A sleep-box—Nolan remembered suddenly what they were. Small coffins, large enough for a man, equipped with an atomic-powered generator that kept the occupant in a sort of half-death, not breathing or able to move, but capable of existing almost indefinitely without food.

Nolan wondered absently what they were doing with sleep-boxes, then gave it up. It didn't matter. He cursed the carelessness that had led him to leave the radio on in his suit. It had been simple for the Dragonfly's radio-man to tune in on its carrier wave, get a radio fix on his position.

The skid swerved abruptly in a sloppy turn, and the surly earth man at the controls halted it and looked around. "Okay," he grunted. "Here we are."

Woller nodded. "Take me out," he ordered. "Nolan, too."

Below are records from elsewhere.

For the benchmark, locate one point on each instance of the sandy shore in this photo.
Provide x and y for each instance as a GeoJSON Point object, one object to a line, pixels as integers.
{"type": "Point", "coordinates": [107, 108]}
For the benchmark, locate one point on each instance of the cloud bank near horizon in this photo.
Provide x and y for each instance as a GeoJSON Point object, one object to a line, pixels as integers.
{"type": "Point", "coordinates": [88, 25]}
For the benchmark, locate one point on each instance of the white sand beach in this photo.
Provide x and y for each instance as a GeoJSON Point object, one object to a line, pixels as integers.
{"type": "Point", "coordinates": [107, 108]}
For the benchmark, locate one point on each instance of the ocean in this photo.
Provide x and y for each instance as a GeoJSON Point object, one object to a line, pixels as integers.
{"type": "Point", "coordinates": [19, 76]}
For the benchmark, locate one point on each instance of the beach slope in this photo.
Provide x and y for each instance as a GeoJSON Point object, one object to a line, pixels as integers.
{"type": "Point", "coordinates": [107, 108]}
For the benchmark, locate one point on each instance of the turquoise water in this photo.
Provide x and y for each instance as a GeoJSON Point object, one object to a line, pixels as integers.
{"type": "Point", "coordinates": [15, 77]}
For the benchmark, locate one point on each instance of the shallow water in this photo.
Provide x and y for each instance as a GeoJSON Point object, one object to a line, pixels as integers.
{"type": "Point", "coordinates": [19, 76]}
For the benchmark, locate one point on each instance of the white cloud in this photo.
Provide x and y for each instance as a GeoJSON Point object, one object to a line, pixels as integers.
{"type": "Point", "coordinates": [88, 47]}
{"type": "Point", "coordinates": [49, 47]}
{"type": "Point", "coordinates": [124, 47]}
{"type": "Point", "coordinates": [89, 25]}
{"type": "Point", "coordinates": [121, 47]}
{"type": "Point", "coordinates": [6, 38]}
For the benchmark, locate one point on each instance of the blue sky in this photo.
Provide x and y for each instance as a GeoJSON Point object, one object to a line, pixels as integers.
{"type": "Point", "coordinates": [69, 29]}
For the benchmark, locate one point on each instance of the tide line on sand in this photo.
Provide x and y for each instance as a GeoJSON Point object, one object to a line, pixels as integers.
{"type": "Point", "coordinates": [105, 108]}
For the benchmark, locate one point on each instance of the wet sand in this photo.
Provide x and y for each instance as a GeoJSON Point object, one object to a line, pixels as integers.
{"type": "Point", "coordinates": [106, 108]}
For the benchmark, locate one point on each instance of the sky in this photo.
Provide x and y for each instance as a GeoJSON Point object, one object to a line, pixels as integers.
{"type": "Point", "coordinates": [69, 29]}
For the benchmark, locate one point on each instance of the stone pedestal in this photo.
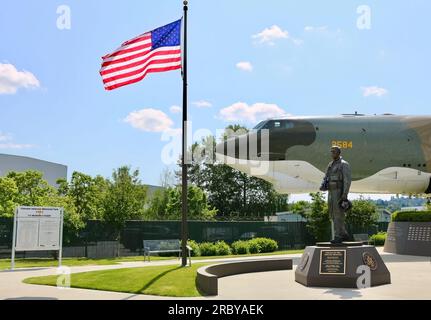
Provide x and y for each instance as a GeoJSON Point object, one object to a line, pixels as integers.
{"type": "Point", "coordinates": [336, 266]}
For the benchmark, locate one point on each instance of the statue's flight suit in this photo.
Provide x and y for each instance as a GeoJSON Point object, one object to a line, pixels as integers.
{"type": "Point", "coordinates": [339, 179]}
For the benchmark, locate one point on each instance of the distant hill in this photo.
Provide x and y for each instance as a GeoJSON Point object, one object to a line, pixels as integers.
{"type": "Point", "coordinates": [395, 203]}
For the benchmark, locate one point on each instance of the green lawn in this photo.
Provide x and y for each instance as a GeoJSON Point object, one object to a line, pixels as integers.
{"type": "Point", "coordinates": [171, 281]}
{"type": "Point", "coordinates": [72, 262]}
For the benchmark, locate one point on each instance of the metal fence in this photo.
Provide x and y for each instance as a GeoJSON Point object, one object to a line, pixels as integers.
{"type": "Point", "coordinates": [289, 235]}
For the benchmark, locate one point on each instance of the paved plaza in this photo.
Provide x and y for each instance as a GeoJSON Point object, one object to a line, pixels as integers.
{"type": "Point", "coordinates": [411, 279]}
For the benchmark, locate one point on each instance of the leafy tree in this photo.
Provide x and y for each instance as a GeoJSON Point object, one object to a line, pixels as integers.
{"type": "Point", "coordinates": [125, 197]}
{"type": "Point", "coordinates": [362, 214]}
{"type": "Point", "coordinates": [8, 197]}
{"type": "Point", "coordinates": [198, 208]}
{"type": "Point", "coordinates": [33, 190]}
{"type": "Point", "coordinates": [87, 194]}
{"type": "Point", "coordinates": [158, 204]}
{"type": "Point", "coordinates": [301, 207]}
{"type": "Point", "coordinates": [318, 218]}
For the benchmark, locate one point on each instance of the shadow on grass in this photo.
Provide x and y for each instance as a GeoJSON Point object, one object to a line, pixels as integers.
{"type": "Point", "coordinates": [156, 278]}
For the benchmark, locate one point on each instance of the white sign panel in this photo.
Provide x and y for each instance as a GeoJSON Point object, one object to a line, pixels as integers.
{"type": "Point", "coordinates": [38, 228]}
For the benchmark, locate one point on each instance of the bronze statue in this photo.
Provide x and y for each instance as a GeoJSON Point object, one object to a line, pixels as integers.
{"type": "Point", "coordinates": [337, 182]}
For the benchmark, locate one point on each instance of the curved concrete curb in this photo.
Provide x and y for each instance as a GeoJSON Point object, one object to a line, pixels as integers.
{"type": "Point", "coordinates": [207, 277]}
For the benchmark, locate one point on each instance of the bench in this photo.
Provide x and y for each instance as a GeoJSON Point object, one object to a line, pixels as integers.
{"type": "Point", "coordinates": [361, 237]}
{"type": "Point", "coordinates": [207, 276]}
{"type": "Point", "coordinates": [164, 246]}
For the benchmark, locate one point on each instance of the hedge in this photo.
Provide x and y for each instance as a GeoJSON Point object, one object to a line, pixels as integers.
{"type": "Point", "coordinates": [378, 239]}
{"type": "Point", "coordinates": [412, 216]}
{"type": "Point", "coordinates": [221, 248]}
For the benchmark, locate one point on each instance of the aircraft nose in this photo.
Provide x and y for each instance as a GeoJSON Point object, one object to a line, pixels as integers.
{"type": "Point", "coordinates": [234, 147]}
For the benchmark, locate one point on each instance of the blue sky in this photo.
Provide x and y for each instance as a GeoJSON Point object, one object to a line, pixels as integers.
{"type": "Point", "coordinates": [247, 59]}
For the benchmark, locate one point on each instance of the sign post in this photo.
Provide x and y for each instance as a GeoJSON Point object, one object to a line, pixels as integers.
{"type": "Point", "coordinates": [37, 229]}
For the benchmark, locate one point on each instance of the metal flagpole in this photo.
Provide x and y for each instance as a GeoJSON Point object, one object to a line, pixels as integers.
{"type": "Point", "coordinates": [184, 156]}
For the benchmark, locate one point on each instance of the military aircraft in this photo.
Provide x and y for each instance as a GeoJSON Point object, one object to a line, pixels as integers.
{"type": "Point", "coordinates": [388, 154]}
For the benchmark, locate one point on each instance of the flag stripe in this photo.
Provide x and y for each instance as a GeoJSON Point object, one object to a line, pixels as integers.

Nolan peered out the window. Absorbed in self-recrimination, he hadn't paid attention to their trip. He was surprised to find gleaming metal all around the skid. They were in a heat lock—they had come to the domed settlement.

The Martian Vincennes went first. As soon as the pressure gauge showed he was safely outside the Earthman gestured to Nolan. He wedged himself wearily into the air chamber, closed the door. He was ready for a break when the outer portal opened ... but there was no break. Not with Vincennes and his ready pyro there.

Woller, stumbling and cursing, followed, and the Earthman. Vincennes opened the main lock and they went into the dome.

There were two great ships inside, dimly lighted by a string of pale lumes overhead. Nolan looked at the mass of them, at the rodlike projections clustered around the nose, and knew them for what they were. Warships!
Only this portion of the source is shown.